ON A SUNDAY MORNING, INNER CITY

Up trash-laden tenement stairs,
the retired janitor one-upped his old age 
with a tiny heel click
that almost sent him tumbling 
back down, head first.
“Take it easy, Bojangles,” 
said an old woman  
from a half-opened door.
She was in her best outfit,
with a hat pinned to her gray hair,
ready for church,
her voice primed by fervor
to join the choir in song.
A kid came down those stairs,
his head in headphones.
A young girl played on the third-floor landing.
Her dolly sang, “Happy birthday.”
Sunday morning, each as poor 
as cement for growing
but a little music in all of them. 
It had no right to be enough.
But that’s how it was shaping up.  
***


MINK COAT

Madame is wearing the mink’s coat.
Not just one mink.
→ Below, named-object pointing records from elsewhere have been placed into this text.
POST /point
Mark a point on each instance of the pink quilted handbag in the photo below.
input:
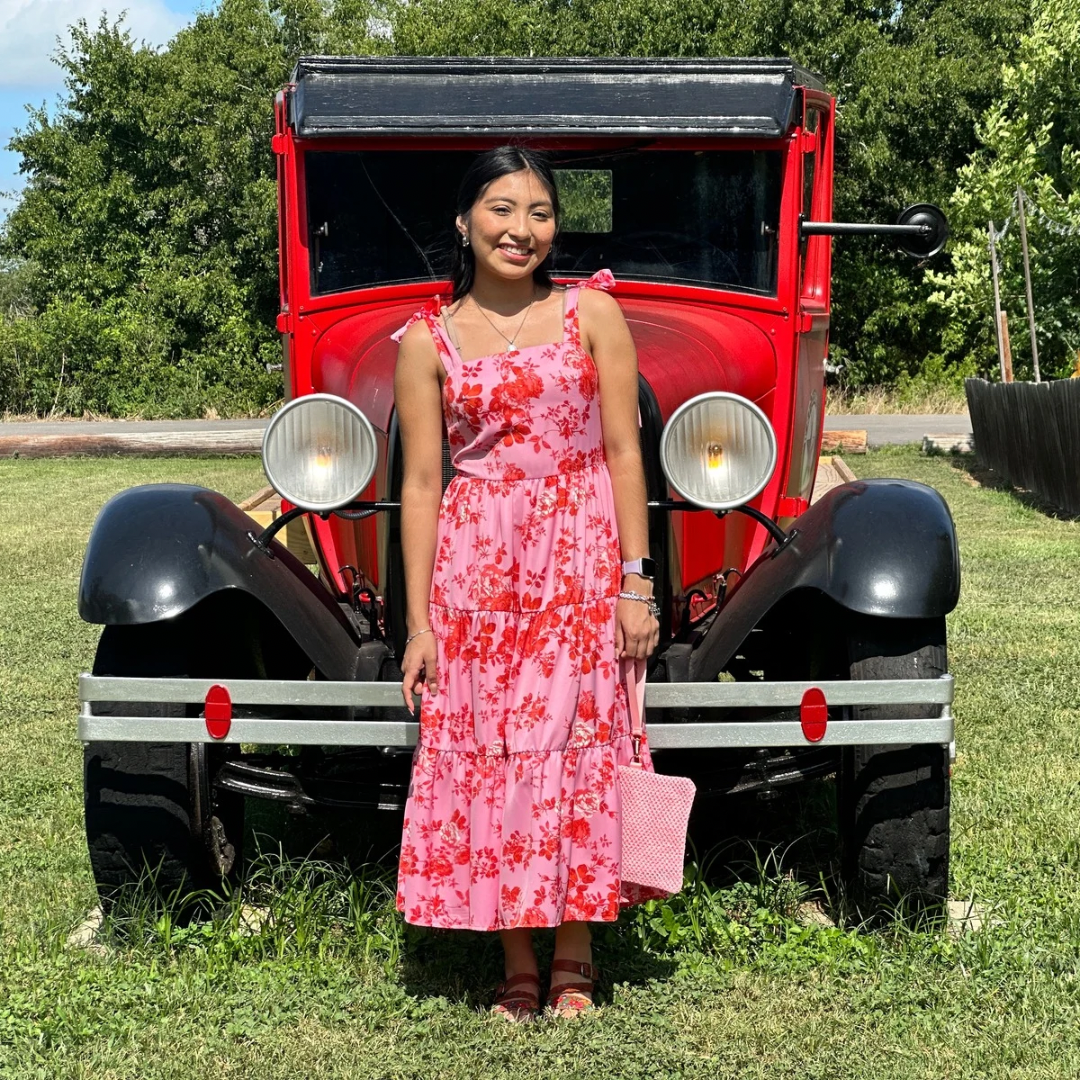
(655, 808)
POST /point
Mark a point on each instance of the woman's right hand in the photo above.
(419, 666)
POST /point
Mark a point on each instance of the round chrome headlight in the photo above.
(319, 451)
(718, 450)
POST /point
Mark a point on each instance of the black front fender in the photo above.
(878, 547)
(157, 551)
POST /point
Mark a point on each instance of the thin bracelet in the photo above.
(653, 606)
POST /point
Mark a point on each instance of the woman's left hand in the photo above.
(636, 631)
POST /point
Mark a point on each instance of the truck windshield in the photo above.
(702, 217)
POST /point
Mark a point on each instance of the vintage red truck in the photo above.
(797, 640)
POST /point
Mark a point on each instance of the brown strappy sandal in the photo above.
(568, 1000)
(515, 1003)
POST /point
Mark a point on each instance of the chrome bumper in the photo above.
(841, 731)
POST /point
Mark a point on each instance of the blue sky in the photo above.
(28, 39)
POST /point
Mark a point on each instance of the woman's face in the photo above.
(511, 226)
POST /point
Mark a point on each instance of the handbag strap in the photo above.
(635, 692)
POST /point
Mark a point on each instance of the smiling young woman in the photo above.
(518, 608)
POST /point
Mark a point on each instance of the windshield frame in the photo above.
(581, 150)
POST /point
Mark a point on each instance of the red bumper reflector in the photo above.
(218, 712)
(813, 715)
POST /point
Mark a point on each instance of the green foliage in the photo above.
(1031, 138)
(910, 80)
(145, 242)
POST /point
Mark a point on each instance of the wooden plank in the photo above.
(142, 444)
(948, 444)
(832, 472)
(255, 500)
(264, 508)
(849, 442)
(842, 470)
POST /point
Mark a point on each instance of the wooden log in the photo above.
(948, 444)
(848, 442)
(842, 470)
(137, 444)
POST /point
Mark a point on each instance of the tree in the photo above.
(1030, 138)
(912, 79)
(147, 226)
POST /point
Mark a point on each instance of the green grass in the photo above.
(725, 984)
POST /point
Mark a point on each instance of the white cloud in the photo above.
(29, 29)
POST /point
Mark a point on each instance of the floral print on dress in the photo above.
(512, 818)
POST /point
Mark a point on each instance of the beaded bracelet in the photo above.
(652, 605)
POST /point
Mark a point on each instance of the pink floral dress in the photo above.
(512, 818)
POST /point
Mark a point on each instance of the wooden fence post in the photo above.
(997, 310)
(1006, 349)
(1027, 281)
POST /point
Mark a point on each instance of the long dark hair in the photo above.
(489, 166)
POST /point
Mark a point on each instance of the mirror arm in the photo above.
(861, 229)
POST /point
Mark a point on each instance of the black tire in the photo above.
(152, 818)
(893, 801)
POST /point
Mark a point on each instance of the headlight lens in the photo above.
(718, 450)
(319, 451)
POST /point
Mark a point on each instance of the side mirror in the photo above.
(920, 230)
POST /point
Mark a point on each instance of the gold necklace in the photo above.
(510, 341)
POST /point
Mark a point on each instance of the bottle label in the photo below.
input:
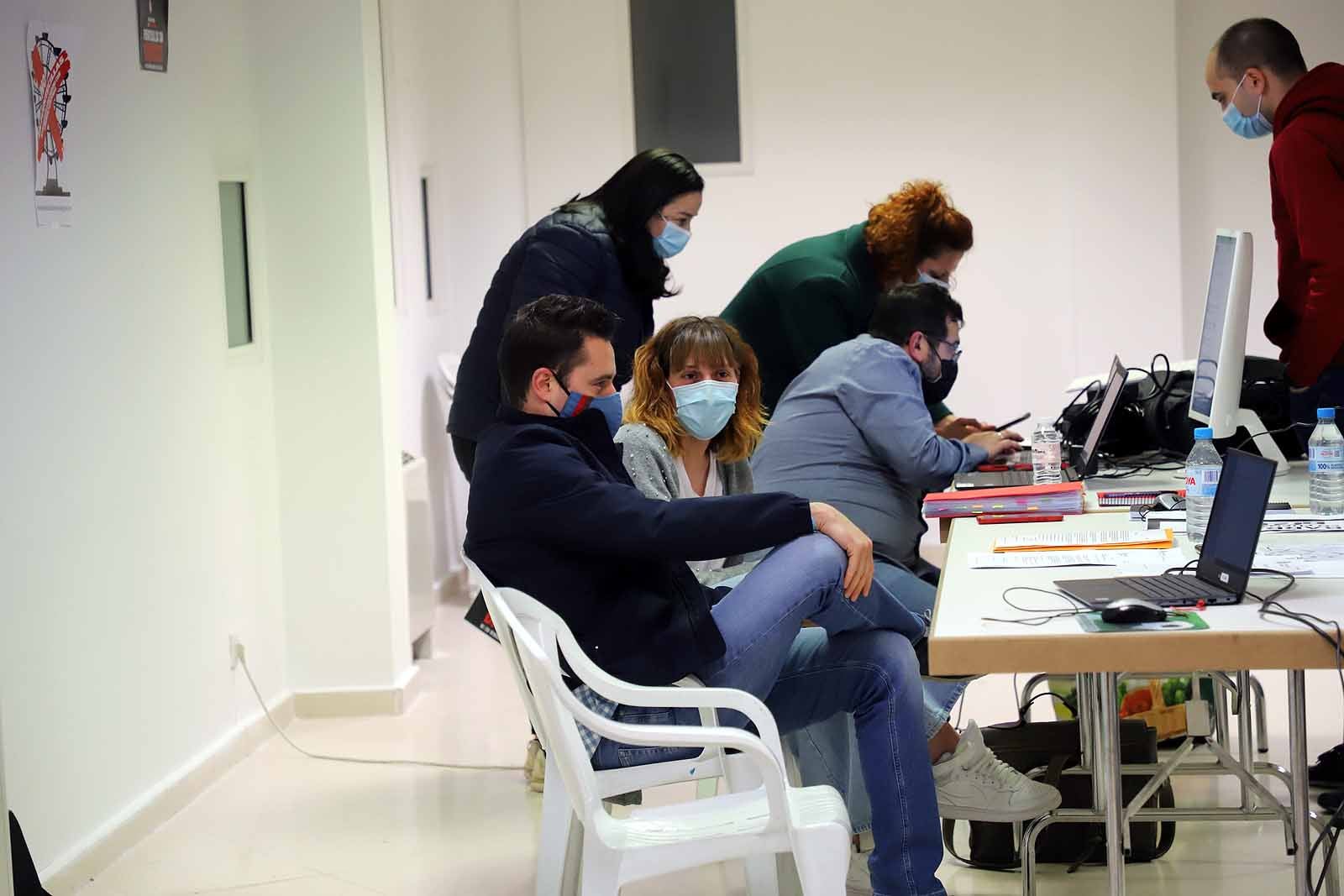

Many minks.
Madame seems comfortable enough 
in the snows of winter

but what of the skinless minks?
They’re as naked as they were
back in their mother’s womb.
Just by looking at Madame

I can imagine how any creature 
would feel, exposed to the elements
without the protection nature intended.
So Madame serves a purpose. 
 
But what that is, I shudder to think.
***


FRANKIE

He tethered his pit-bull to the last fencepost standing. 
He slept in an old truck on blocks.
Scars struggled with tattoos for control of his surfaces. 
The stream behind the old mill was his personal washtub.
His old man died drunk and in debt.
His mother was a memory of bright red lipstick
forever missing the target of her lips. 
He took odd jobs where he could.
And panhandled. And dealt. 
And used his fists when nothing else was convincing.
He had a brother who either died in the Gulf War 
or was serving time in state prison,
depending on who you asked.
He had tried to enlist but was turned down.
Parents warned their kids about him. He played two roles -
what could harm them, what they could become.
He drove an old Chevy with an exhaust like a farting Goliath.
The cops were always stopping him to give him a hard time. 
They were too late. He already had one.